Traduzido do inglês. Mostrar original.

Equipa de autores

A fusão incompleta dos ductos Mullerianos ou paramesonéfricos resulta nos tipos mais comuns de malformação uterina:

A falha completa resulta em útero didelfo. Esta condição extremamente rara é caracterizada por:

  • vagina dupla
  • cérvix duplo
  • útero completamente duplo, ou seja, dois úteros de chifre único

Uma variante desta situação é o útero bicorno, que se caracteriza por

  • vagina dupla ou simples
  • cérvix duplo
  • dois úteros de cornos simples que apresentam uma fusão parcial das suas paredes musculares

Uma fusão mais extensa dos ductos mullerianos resulta no útero bicorno unicollo, que se caracteriza por

  • vagina única
  • cérvix único
  • úteros duplos, de cornos simples, parcialmente fundidos

Outras anomalias incluem

  • uterus subseptae - o útero tem um septo na linha média
  • uterus arcuatus - útero ligeiramente recortado no meio
  • útero unicórnio - com um segundo corno rudimentar cego

Uma vagina septada ou uma vagina dupla podem ocorrer isoladamente se a canalização da parte mais caudal do ducto mulleriano fundido for incompleta.

O NICE dá uma definição mais alargada de um útero septado (1)

  • um útero septado é um tipo de anomalia uterina congénita, em que o interior do útero é dividido por uma parede muscular ou fibrosa, denominada septo
    • O septo pode ser parcial ou completo, estendendo-se até ao colo do útero.
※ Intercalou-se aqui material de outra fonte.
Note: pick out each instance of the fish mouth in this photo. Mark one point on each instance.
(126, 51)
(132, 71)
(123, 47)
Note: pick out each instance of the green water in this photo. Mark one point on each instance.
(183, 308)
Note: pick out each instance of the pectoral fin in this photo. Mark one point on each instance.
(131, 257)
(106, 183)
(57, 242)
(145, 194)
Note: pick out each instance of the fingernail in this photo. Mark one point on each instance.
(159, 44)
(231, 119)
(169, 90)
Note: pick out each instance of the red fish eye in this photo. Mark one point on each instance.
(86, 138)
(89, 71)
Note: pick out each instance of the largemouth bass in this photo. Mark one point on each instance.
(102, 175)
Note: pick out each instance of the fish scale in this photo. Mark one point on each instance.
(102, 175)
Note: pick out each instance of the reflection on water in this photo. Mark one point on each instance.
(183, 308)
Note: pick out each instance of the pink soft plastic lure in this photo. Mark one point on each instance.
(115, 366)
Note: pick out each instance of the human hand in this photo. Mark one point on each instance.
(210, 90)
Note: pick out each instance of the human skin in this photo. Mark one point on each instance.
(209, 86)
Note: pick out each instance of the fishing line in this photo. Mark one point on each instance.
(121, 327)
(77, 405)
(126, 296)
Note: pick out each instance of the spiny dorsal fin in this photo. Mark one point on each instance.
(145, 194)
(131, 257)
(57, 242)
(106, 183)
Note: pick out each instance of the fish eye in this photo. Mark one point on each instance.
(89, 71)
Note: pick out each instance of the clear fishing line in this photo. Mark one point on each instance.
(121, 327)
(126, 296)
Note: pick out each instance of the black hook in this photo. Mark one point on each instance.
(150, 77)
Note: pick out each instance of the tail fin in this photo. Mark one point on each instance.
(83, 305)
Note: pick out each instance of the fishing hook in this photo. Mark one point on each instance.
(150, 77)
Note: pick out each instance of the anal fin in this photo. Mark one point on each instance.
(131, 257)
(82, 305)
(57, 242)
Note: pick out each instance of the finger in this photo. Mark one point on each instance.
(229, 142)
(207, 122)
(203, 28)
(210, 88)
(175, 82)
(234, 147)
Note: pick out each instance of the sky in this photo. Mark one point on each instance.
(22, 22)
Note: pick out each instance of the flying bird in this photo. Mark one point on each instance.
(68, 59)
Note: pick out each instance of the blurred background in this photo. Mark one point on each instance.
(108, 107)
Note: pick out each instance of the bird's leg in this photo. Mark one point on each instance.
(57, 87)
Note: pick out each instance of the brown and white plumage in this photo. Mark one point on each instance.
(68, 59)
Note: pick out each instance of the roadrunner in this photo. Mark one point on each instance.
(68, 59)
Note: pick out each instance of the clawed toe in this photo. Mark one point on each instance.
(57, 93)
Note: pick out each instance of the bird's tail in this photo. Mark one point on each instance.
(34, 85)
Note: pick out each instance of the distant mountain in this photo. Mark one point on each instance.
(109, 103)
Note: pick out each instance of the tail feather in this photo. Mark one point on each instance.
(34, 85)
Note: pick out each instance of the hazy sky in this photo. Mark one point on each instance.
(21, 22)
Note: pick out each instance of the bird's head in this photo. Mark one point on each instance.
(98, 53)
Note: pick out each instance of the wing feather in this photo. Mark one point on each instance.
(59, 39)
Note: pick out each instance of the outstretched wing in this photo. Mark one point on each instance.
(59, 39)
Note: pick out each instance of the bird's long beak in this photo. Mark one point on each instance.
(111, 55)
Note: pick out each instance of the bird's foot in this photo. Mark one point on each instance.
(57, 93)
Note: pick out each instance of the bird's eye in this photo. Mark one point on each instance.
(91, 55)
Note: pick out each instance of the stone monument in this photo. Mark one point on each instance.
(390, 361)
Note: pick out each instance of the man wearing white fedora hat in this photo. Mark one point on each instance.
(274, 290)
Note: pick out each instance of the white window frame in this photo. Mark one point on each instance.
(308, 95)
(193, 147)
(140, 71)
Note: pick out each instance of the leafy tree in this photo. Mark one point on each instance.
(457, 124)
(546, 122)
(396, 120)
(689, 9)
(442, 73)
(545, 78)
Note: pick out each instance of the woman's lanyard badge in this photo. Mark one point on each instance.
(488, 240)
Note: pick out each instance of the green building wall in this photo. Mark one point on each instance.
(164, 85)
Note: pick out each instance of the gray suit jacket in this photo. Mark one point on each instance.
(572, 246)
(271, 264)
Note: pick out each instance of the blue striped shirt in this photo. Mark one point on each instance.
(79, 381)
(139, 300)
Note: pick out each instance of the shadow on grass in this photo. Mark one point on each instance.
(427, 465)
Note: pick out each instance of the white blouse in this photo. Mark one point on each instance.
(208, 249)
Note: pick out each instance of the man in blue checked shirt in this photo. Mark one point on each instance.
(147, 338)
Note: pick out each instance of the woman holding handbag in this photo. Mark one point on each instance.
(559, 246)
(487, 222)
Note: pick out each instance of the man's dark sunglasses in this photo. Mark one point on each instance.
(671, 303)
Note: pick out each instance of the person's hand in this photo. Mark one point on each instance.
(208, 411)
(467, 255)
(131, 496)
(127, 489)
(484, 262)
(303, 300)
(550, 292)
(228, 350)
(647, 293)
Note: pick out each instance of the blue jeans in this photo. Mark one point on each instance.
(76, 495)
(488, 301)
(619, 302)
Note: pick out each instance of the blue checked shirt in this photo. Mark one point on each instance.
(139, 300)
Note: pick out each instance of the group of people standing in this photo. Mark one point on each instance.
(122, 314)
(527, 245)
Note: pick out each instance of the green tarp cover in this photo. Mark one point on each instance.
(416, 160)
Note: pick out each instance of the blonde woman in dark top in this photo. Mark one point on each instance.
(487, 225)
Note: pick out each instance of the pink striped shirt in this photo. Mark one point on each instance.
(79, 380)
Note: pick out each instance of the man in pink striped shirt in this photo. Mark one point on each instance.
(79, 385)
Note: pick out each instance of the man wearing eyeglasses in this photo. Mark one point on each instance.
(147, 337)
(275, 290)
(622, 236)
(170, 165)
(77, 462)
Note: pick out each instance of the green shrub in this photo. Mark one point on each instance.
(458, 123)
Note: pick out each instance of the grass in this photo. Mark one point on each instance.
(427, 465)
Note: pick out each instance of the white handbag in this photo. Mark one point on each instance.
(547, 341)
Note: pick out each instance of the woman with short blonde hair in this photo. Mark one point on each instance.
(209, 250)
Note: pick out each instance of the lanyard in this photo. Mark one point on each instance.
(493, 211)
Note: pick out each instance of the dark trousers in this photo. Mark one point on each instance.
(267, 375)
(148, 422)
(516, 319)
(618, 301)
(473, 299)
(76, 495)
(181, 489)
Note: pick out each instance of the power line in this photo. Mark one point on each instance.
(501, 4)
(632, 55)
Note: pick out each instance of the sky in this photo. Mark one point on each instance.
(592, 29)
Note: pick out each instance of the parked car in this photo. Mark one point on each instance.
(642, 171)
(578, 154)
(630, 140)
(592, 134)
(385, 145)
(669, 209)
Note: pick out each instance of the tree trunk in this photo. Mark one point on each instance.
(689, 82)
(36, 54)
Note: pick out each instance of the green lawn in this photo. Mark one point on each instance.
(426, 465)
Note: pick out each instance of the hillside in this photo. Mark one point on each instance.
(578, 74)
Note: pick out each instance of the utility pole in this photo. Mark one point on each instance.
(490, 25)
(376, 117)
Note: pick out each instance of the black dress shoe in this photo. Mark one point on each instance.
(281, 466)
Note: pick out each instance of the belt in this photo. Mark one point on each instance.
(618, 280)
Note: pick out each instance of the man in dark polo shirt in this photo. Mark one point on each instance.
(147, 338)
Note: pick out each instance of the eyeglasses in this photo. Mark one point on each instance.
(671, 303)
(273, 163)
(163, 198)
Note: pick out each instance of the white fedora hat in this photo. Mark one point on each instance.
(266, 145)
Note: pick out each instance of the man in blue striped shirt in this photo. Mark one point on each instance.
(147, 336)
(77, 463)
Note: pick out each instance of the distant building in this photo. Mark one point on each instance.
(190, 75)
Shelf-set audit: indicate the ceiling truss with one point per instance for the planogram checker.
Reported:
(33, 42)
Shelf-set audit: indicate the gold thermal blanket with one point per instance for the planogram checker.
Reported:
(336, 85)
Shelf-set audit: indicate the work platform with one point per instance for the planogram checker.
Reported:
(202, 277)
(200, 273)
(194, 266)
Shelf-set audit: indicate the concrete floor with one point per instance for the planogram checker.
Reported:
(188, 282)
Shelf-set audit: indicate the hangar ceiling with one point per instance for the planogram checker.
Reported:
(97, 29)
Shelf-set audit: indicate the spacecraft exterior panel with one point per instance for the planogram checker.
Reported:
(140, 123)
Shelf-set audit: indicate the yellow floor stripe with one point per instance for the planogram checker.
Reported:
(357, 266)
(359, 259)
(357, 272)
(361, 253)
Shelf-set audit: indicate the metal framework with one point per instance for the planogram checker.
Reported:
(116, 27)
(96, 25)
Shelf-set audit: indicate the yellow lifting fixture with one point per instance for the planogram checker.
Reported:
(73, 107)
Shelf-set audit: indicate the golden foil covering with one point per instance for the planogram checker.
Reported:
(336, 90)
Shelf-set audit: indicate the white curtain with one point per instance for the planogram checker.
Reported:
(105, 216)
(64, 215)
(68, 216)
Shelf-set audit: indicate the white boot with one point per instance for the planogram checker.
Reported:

É mais frequente nas mulheres com infertilidade e nas mulheres com abortos repetidos, pelo que pode ser uma das causas deste problema
    • a remoção cirúrgica do septo (metroplastia) é geralmente considerada para mulheres que têm um útero septado e resultados reprodutivos adversos repetidos, incluindo aborto espontâneo e parto prematuro
      • a cirurgia era tradicionalmente efectuada por uma abordagem transabdominal, mas recentemente foi proposta uma abordagem histeroscópica, para reduzir a morbilidade e encurtar o período de recuperação. Além disso, ao contrário da metroplastia transabdominal, a cesariana não é obrigatória para as pacientes que engravidam após a metroplastia histeroscópica

Referência:

  1. NICE. Hysteroscopic metroplasty of a uterine septum for recurrent miscarriage. Guia de procedimentos de intervenção IPG510. Publicado em janeiro de 2015
  2. Pfeifer SM et al. Classificação das anomalias müllerianas ASRM 2021. Fertil Steril. 2021 Nov;116(5):1238-1252.